Morbide movenze narrano epiche gesta, amori fra dei, leggende dal
sapore antico. La cultura polinesiana e le sue varie espressioni
convergono nell’Ori Tahiti, la danza tahitiana: il suo ruolo
sociale, religioso e politico al giorno d’oggi ovviamente non è
più forte come nei tempi antichi, ma la danza era e resta un
piacere, un modo di comunicare, un’espressione che permea la vita
degli abitanti di Tahiti e le sue isole.
Si ritiene che esistano
almeno 17 tipi di danza prima dell’arrivo degli Europei
I movimenti
di base della danza tahitiana sono il pa’oti, per
gli uomini, e l’ori, per le donne. Il pa’oti è
una sorta di movimento a forbice delle ginocchia, che si aprono e si
chiudono mentre i fianchi e i talloni restano immobili e solo le
braccia accompagnano il ritmo della musica. Le donne,
invece, nell’ori, muovono morbidamente i fianchi, con una
movenza che parte dalle ginocchia ma che non deve essere trasmessa al
busto, che resta fermo. Le braccia, tese verso l’esterno,
ondeggiano flessuosamente.
I diversi tipi di danza tahitiana,
tutte create in accordo con i ritmi naturali della vita quotidiana,
sono l’ote'a, l’aparima, il pao'a e l’hivinau.
La
più nota è, probabilmente, l’ote’a. Nata come rito di
guerra, può essere praticata da un gruppo di uomini (‘Ote’a
Tane), di sole donne (‘Ote’a Vahine), o uomini e donne
insieme(‘Ote’a Amui). L’accompagnamento musicale, fortemente
ritmato, è dato da strumenti a percussione.
Un altro genere molto
diffuso, e di grande interesse, è l’aparima. Si tratta di
una danza molto particolare, una sorta di mimo in cui i ballerini
raccontano una storia, in genere ispirata ad azioni di vita
quotidiana, a volte anche con accompagnamento di canti. Generalmente
viene eseguita stando in ginocchio e con i medesimi strumenti
dell’ote’a.
L’hivinau è, invece, una danza che
risale all’incontro della popolazione locale con i primi
esploratori inglesi. Tanto è vero che il suo nome deriverebbe da
“heave now!”, cioè “issa ora!”, il grido con cui i marinai
inglesi si incitavano a vicenda cercando di sollevare con l’argano
le pesanti ancore dei velieri.

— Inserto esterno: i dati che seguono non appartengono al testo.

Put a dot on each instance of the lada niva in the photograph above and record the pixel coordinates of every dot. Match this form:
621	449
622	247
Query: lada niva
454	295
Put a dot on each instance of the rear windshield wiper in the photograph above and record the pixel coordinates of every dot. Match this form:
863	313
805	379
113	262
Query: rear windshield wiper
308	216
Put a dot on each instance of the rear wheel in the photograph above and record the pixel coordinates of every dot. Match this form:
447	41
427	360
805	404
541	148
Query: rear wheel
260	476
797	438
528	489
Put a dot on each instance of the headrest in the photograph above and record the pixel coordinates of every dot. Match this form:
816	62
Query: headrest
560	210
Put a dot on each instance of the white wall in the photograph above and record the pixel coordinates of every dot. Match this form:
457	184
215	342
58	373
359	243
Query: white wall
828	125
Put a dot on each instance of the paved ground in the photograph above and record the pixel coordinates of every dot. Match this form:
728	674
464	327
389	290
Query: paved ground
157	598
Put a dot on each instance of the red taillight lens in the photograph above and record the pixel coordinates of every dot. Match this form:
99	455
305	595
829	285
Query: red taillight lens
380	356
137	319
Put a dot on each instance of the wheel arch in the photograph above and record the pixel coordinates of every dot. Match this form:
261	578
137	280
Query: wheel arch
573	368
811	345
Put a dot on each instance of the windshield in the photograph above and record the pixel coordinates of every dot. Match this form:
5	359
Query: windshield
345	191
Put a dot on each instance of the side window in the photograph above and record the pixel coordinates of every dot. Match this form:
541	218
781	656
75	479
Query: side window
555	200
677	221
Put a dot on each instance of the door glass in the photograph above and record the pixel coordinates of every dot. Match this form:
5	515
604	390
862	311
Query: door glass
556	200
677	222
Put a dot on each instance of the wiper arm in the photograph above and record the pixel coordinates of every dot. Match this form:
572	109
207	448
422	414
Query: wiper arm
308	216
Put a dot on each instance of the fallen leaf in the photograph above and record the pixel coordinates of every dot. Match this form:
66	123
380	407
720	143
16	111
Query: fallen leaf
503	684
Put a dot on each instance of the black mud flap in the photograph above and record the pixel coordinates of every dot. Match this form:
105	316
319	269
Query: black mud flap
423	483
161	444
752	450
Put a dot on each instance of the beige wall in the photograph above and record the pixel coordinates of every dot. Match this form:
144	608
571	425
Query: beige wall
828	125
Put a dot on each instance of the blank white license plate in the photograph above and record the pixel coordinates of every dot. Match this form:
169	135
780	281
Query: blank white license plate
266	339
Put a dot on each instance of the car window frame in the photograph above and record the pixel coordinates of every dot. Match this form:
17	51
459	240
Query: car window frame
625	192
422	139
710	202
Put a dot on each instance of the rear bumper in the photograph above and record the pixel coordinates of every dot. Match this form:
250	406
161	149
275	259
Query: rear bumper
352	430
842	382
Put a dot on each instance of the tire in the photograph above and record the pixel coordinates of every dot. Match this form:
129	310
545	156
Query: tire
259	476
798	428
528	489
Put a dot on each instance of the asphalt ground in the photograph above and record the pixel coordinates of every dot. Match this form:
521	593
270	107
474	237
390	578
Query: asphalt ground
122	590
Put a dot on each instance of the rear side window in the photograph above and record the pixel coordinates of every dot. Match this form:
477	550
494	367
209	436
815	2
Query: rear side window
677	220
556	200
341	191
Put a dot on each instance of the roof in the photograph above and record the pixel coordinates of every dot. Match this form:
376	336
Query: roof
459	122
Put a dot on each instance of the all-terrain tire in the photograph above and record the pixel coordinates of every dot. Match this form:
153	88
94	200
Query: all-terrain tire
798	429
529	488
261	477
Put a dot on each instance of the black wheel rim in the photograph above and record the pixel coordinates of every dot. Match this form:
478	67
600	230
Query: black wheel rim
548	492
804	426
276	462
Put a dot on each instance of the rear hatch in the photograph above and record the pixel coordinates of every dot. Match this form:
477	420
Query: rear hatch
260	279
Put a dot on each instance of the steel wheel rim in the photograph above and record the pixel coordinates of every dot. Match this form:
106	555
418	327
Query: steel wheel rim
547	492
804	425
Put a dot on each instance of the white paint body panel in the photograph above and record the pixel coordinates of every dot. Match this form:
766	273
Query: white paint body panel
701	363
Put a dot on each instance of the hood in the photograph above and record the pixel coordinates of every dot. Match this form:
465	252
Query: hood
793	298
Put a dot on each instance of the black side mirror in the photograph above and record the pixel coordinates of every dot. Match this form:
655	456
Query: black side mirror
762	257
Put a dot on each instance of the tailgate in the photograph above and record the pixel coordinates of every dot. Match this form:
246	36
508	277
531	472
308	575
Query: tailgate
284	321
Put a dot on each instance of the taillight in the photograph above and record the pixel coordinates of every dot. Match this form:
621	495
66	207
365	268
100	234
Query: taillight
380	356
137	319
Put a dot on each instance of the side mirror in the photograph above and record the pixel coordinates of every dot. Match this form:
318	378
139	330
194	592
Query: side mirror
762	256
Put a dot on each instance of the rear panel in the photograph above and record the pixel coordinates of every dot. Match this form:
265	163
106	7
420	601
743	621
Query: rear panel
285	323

In questo ballo uomini e donne si
muovono in circolo mentre un danzatore solista lancia delle frasi
riprese dal coro.
Infine, il pa’a’oa è una
danza che richiama le attività tradizionali dell’arcipelago: la
produzione dei tapa, la pesca o la caccia. Uomini e donne
siedono a formare un semi-cerchio. Un cantante solista lancia una
frase musicale che viene ripresa dal coro. A questo punto una coppia
di danzatori si alza ed esegue una breve coreografia, sostenuta
dall’incitamento dei ballerini seduti in semi-cerchio.
Balletti, riti, celebrazioni e
coreografie erano sempre accompagnati dai canti tradizionali: il
canto popolare polinesiano si chiama himene e deriva
dalla mescolanza degli inni religiosi dei primi missionari
protestanti con i canti polifonici tahitiani in uso prima del loro
arrivo. Si distinguono l’himene tarava, canto complesso
interpretato da gruppi di almeno 80 persone, e l’himene ruau,
cantato su un tempo lento da un coro misto. L’ute
paripari invece è un canto interpretato su un tema della
vita quotidiana, ritmato da due o tre persone accompagnate da
un’orchestra tradizionale, dove accanto a strumenti come la
chitarra, l’ukulele e l’armonica, si inseriscono gli strumenti
tradizionali polinesiani, quali il To’ere, una sorta di
tamburo tagliato in pezzo di legno, o il fa’atete, composto
da una membrana di pelle di vitello tesa con lacci e chiusure di
legno ad anelli simile a un tamburo.